Reputation: 12026
I've got some big datasets to which I'd like to fit monoexponential time decays.
The data consists of multiple 4D datasets, acquired at different times, and the fit should thus run along a 5th dimension (through datasets).
The code I'm currently using is the following:
import numpy as np
import scipy.optimize as opt
[... load 4D datasets ....]
data = (dataset1, dataset2, dataset3)
times = (10, 20, 30)
def monoexponential(t, M0, t_const):
return M0*np.exp(-t/t_const)
# Starting guesses to initiate descent.
M0_init = 80.0
t_const_init = 50.0
init_guess = (M0_init, t_const_init)
def fit(vector):
try:
nlfit, nlpcov = opt.curve_fit(monoexponential, times, vector,
p0=init_guess,
sigma=None,
check_finite=False,
maxfev=100, ftol=0.5, xtol=1,
bounds=([0, 2000], [0, 800]))
M0, t_const = nlfit
except:
t_const = 0
return t_const
# Concatenate datasets in data into a single 5D array.
concat5D = np.concatenate([block[..., np.newaxis] for block in data],
axis=len(data[0].shape))
# And apply the curve fitting along the last dimension.
decay_map = np.apply_along_axis(fit, len(concat5D.shape) - 1, concat5D)
The code works fine, but takes forever (e.g, for dataset1.shape == (100,100,50,500)
). I've read some other topics mentioning that apply_along_axis
is very slow, so I'm guessing that's the culprit. Unfortunately, I don't really know what could be used as an alternative here (except maybe an explicit for loop?).
Does anyone have an idea of what I can do to avoid apply_along_axis
and speed up curve_fit being called multiple times?
Upvotes: 2
Views: 1352
Reputation: 26050
In this particular case, where you're fitting a single exponential, you're likely better off to take the log of your data. Then fitting becomes linear and that is much faster than a nonlinear least squares, and can likely be vectorized since it becomes pretty much a linear algebra problem.
(And of course, if you have an idea of how to improve least_squares
, that might be appreciated by the scipy devs.)
Upvotes: 0
Reputation: 231395
So you are applying a fit
operation 100*100*50*500 times, to a 1d array (of 3 values in the example, more in real life?)?
apply_along_axis
does iterate over all the dimensions of the input array, except for one. There's no compiling or doing this fit
over multiple axes at once.
Without apply_along_axis
the easiest approach is to reshape the array into a 2d one, compressing (100,100,50,500) to one (250...,) dimension, and then iterating on that. And then reshaping the result.

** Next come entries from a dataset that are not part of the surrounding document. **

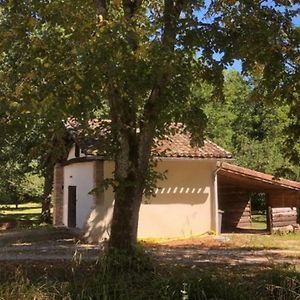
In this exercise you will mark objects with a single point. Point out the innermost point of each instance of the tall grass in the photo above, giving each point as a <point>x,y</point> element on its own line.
<point>136,277</point>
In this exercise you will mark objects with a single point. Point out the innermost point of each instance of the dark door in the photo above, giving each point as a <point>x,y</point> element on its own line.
<point>71,206</point>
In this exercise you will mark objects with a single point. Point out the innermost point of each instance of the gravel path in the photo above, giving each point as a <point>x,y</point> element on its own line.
<point>61,245</point>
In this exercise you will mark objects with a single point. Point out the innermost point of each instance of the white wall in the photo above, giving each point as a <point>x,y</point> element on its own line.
<point>80,175</point>
<point>72,153</point>
<point>183,205</point>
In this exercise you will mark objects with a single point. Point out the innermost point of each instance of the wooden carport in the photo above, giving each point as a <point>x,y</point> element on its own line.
<point>235,186</point>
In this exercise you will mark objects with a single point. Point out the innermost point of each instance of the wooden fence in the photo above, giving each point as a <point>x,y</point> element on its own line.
<point>283,216</point>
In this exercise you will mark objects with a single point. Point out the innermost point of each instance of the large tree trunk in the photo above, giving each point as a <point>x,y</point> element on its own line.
<point>125,219</point>
<point>46,201</point>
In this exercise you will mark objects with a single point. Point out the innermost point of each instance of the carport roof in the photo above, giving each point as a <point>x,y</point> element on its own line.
<point>234,176</point>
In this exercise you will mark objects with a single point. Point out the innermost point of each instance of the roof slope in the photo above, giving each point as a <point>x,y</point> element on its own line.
<point>249,176</point>
<point>176,145</point>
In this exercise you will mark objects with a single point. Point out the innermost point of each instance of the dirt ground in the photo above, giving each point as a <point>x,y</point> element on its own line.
<point>51,244</point>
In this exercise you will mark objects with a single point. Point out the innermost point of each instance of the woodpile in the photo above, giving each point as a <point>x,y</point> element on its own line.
<point>283,219</point>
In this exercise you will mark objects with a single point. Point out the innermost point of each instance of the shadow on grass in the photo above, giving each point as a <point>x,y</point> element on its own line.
<point>20,208</point>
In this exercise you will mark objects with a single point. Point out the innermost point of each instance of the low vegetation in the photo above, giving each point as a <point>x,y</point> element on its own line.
<point>116,277</point>
<point>26,215</point>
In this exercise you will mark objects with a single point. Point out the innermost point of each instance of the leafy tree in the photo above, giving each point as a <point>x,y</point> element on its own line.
<point>138,59</point>
<point>255,132</point>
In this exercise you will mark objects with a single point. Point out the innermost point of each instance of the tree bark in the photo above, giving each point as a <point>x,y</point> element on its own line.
<point>125,219</point>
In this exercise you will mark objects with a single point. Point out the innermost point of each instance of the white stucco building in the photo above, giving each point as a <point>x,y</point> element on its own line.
<point>186,203</point>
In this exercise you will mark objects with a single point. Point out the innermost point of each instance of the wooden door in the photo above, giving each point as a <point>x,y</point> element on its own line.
<point>71,206</point>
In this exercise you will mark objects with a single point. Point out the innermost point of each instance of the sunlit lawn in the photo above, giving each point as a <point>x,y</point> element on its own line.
<point>25,211</point>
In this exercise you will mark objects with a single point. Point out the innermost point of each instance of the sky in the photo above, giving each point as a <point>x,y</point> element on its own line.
<point>237,64</point>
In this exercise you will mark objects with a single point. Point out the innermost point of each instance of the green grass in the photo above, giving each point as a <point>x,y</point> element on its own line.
<point>26,211</point>
<point>143,278</point>
<point>289,241</point>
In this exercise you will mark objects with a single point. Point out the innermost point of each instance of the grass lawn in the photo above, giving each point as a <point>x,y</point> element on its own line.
<point>142,279</point>
<point>26,211</point>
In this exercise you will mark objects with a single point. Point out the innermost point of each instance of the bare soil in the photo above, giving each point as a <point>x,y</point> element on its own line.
<point>50,244</point>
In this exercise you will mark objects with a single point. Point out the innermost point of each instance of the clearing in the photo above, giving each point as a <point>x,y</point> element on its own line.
<point>50,244</point>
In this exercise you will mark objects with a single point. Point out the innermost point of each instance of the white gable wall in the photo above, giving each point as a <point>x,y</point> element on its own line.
<point>81,176</point>
<point>185,203</point>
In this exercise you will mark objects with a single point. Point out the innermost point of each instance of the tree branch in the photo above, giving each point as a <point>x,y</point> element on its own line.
<point>101,6</point>
<point>130,7</point>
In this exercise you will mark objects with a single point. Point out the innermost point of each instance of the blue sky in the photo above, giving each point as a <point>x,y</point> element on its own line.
<point>296,20</point>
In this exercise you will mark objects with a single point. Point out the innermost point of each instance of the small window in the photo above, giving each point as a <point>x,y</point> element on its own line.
<point>77,151</point>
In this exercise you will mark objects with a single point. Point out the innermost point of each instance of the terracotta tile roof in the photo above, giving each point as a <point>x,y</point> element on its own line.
<point>263,178</point>
<point>176,145</point>
<point>179,145</point>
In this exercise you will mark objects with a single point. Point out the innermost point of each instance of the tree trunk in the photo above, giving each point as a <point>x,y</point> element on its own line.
<point>125,219</point>
<point>46,201</point>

I was thinking that concatenating the datasets
on a last axis might be slower than doing so on the first, but timings suggest otherwise.
np.stack
is a new version of concatenate
that makes it easy to add the new axis any where.
In [319]: x=np.ones((2,3,4,5),int)
In [320]: d=[x,x,x,x,x,x]
In [321]: np.stack(d,axis=0).shape # same as np.array(d)
Out[321]: (6, 2, 3, 4, 5)
In [322]: np.stack(d,axis=-1).shape
Out[322]: (2, 3, 4, 5, 6)
for a larger list (with a trivial sum
function):
In [295]: d1=[x]*1000 # make a big list
In [296]: timeit np.apply_along_axis(sum,-1,np.stack(d1,-1)).shape
10 loops, best of 3: 39.7 ms per loop
In [297]: timeit np.apply_along_axis(sum,0,np.stack(d1,0)).shape
10 loops, best of 3: 39.2 ms per loop
an explicit loop using array reshape times about the same
In [312]: %%timeit
.....: d2=np.stack(d1,-1)
.....: d2=d2.reshape(-1,1000)
.....: res=np.stack([sum(i) for i in d2],0).reshape(d1[0].shape)
.....:
10 loops, best of 3: 39.1 ms per loop
But a function like sum
can work on whole array, and do so much faster
In [315]: timeit np.stack(d1,-1).sum(-1).shape
100 loops, best of 3: 3.52 ms per loop
So changing the stacking and iteration methods doesn't make much difference in speed. But changing the 'fit' so it can work over more than one dimension can be a big help. I don't know enough of optimize.fit
to know if that is possible.
====================
I just dug into the code for apply_along_axis
. It basically constructs an index that looks like ind=(0,1,slice(None),2,1)
, and does func(arr[ind])
, and then increments it, sort like long arithmetic with carry. So it is just systematically stepping through all elements, while keeping one axis a :
slice.
Upvotes: 2